Thursday 7 November, 10.30-11.00, E0105


The idea that language conditions the way people think has been widely discussed, by philosophers, anthropologists, linguists, and psychologists – especially in the first half of the last century. However, as long as nobody made use of the experimental technique to investigate this hypothesis, the discussions could easily be dismissed as yielding little more than idle speculations. 

The first scholar to investigate experimentally the interdependencies between perception, language, thought, and behaviour was Frode J. Strømnes. On the basis of observations and experiments conducted by himself and his collaborators, dating back to the late 1960s, and of empirical material from other sources, Strømnes formulated a new theory of symbol systems, among which language is one example. This theory implies and hence explains that interdependencies exist between perception, language structure, thought, and behaviour, and further that language structure directly conditions perception and thought, and thus, indirectly behaviour. In a series of experiments, focusing on Finnish and Swedish, Strømnes has shown that the essence of this theory, and its implications, are valid. He has demonstrated experimentally the existence of a space for mental models, and that different languages can have dissimilar mental model spaces and dissimilar spatial rules. He also found clear correlations between differences in the structure of Finnish and Swedish on the one hand, and differences in the perception, thought, and behaviour of speakers of Finnish and Swedish on the other.

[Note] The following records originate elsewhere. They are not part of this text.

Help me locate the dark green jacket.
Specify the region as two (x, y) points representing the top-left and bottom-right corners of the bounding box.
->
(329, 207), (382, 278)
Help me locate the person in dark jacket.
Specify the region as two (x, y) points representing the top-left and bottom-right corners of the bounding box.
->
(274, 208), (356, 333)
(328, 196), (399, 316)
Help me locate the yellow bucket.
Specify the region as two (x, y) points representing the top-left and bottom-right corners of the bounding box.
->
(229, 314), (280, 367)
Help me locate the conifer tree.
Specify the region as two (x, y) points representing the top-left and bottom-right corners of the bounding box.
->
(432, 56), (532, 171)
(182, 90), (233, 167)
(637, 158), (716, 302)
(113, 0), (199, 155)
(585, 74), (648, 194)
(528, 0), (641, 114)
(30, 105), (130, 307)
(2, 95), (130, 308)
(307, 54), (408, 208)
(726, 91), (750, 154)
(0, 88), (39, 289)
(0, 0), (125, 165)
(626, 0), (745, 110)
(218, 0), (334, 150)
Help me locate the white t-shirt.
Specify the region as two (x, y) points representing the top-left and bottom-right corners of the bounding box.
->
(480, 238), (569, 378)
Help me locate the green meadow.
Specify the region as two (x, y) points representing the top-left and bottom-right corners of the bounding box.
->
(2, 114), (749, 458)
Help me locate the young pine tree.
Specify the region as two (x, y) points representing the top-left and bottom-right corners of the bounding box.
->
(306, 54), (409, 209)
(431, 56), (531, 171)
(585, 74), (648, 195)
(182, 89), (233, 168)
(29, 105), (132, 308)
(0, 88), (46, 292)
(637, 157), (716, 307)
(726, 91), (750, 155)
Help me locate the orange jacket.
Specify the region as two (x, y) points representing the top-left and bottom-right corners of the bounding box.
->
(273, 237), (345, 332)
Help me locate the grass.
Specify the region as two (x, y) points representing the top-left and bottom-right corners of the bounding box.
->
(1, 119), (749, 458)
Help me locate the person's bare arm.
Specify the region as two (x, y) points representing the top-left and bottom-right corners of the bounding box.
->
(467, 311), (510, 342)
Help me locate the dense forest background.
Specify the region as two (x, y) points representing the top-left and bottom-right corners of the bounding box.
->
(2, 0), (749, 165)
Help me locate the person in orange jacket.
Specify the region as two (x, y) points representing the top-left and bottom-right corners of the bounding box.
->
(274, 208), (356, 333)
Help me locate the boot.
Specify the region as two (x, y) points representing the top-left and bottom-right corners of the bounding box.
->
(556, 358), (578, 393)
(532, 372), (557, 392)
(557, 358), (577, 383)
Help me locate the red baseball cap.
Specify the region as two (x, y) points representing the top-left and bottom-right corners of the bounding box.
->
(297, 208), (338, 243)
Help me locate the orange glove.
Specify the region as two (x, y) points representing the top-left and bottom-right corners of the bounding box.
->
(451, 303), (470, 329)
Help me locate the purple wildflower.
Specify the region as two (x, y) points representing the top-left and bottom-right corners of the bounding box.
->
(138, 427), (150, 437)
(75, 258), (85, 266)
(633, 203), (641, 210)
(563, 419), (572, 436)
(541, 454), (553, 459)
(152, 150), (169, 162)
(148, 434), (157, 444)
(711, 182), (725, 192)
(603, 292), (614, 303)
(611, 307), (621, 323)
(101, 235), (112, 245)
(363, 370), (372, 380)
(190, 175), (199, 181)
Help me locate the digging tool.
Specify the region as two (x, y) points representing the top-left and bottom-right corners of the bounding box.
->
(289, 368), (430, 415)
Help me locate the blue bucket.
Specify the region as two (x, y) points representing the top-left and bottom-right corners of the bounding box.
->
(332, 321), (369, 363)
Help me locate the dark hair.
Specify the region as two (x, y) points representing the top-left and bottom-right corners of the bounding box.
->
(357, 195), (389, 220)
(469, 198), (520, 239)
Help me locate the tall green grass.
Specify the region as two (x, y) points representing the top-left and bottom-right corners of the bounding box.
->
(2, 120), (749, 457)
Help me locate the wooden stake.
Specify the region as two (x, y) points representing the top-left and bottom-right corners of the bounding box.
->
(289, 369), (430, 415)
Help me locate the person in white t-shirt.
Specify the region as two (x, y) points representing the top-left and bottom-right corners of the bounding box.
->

On the basis of this conception, extended with the insight from George Lakoff/Mark Johnson (1980), that the human conceptual system is structured around a small set of fundamental concepts that emerge directly out of physical experience, one can predict and explain findings such as those revealed in experiments and investigations conducted from the 1980s onwards, which for various fields of language demonstrate that differences in language structure correlate with crosslinguistic differences in cognition (cf. Guiora 1983, Levinson 1996, McGlone/Harding 1998, Boroditsky 2000 and 2001, Boroditsky/Ramscar 2002, Thibodeau/Boroditsky 2011, Günther et al. 2012).

Absolutely fundamental to cognition is the way the individual learns how to see, how to experience, how to structure. A human being learns that through acquisition of the mother tongue. The grammatical structure and the metaphorical structuring of a language reflect the properties of the space for mental models in the language community. As far as that goes, the different languages – with their different structures – represent different neural programmes.